Nina Canell (SE)

Nina Canell - Otic Pit (2019)
Delirious (2019)
Fotografie Gert Jan van Rooij

Nina Canell - Otic Pit (2019)

Nina Canell (1979, Zweden) werkt met sculptuur, of eigenlijk, met een concept van sculptuur, dat tot ver buiten de kaders van traditionele opvattingen ervan reikt. Zo kan een kunstwerk bestaan uit cementzand dat langzaam water opneemt en daardoor hard wordt. Of uit een uitgespuugde kauwgom met ernaast een exacte replica ervan in beton. Canell wil onopvallende of onzichtbare processen, en hoe deze materie van vorm doen veranderen, zichtbaar maken.

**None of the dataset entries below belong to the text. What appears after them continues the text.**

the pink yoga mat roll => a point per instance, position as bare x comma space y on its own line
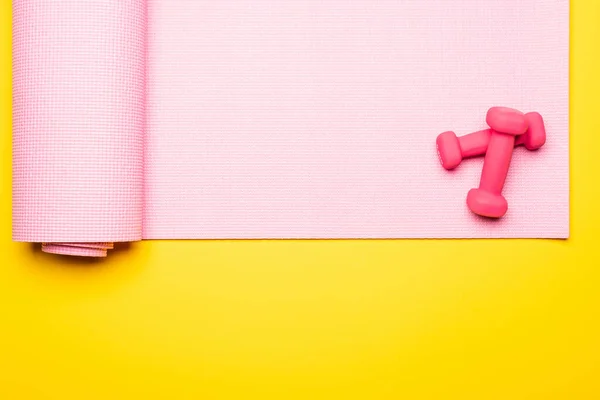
78, 112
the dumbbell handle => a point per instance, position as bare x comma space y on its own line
497, 162
476, 143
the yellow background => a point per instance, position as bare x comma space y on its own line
300, 319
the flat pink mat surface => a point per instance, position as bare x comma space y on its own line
281, 119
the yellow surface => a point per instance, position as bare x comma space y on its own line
300, 319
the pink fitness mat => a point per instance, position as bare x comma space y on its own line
179, 119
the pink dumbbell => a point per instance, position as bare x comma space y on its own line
452, 149
506, 124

Sommige processen gaan snel, andere zijn voor de éénmalige bezoeker niet waarneembaar. Zoals het geval bij de hompen gom die Canell al verschillende keren op aan de muur bevestigde plankjes legde, op zo’n manier dat de substantie net buiten de randen uitstak. Héél traag dijde de gom uit tot er uiteindelijk stukken op de grond vielen. Bezoekers zullen het werk ervaren hebben als statisch, tenzij ze nog eens terug zijn gekomen en konden constateren dat het was veranderd.
Hier zorgde de zwaartekracht voor de transformatie van objecten maar meestal gebeurt het door een door de kunstenaar in gang gezet proces. Door materiële vormen met immateriële krachten te combineren, bijvoorbeeld elektrisering of verwarming van hout, koper, kunststof of glas, ontstaan chemische of natuurkundige processen die materie doen bewegen of van vorm doen veranderen.

Canell toonde eens een houten stokje, met twee spijkers aan de uiteinden vastgezet in de museummuur, en liet er stroom doorheen lopen. Op het hout verscheen een zwarte streep, een zichtbaar spoor van de onzichtbare elektriciteit. De schijnbare onzichtbaarheid van elektriciteit en ook van het internet is een terugkerend onderwerp in Canells oeuvre. Ze geeft er fysiek gestalte aan in de vorm van talloze stukjes afgehakte, losgetrokken glasvezel- en elektriciteitskabels in verschillende lengtes en diktes, de bonte verzameling gekleurde inwendige draadjes duidelijk zichtbaar - allemaal prachtig tentoongesteld op typische witte museumsokkels, als ‘traditionele’ sculpturen.

Voor DELIRIOUS maakte Canell ook iets zichtbaar wat normaal verborgen is: de cochlea, beter bekend als slakkenhuis. Dit menselijke gehoororgaantje, dat verantwoordelijk is voor de omzetting van geluidsgolven in elektrische zenuwsignalen, reproduceerde ze tot een subtiele sculptuur, gegoten in een blauw-zwart mengsel van basalt, beton en pigment. Canell koos bewust een locatie uit waar er relatief veel geluid waarneembaar is in het doorgaans erg stille park; bij een ven aan de rand van De Oude Warande, waar je het continue gekwaak van kikkers en het voorbijrazen van treinen hoorde.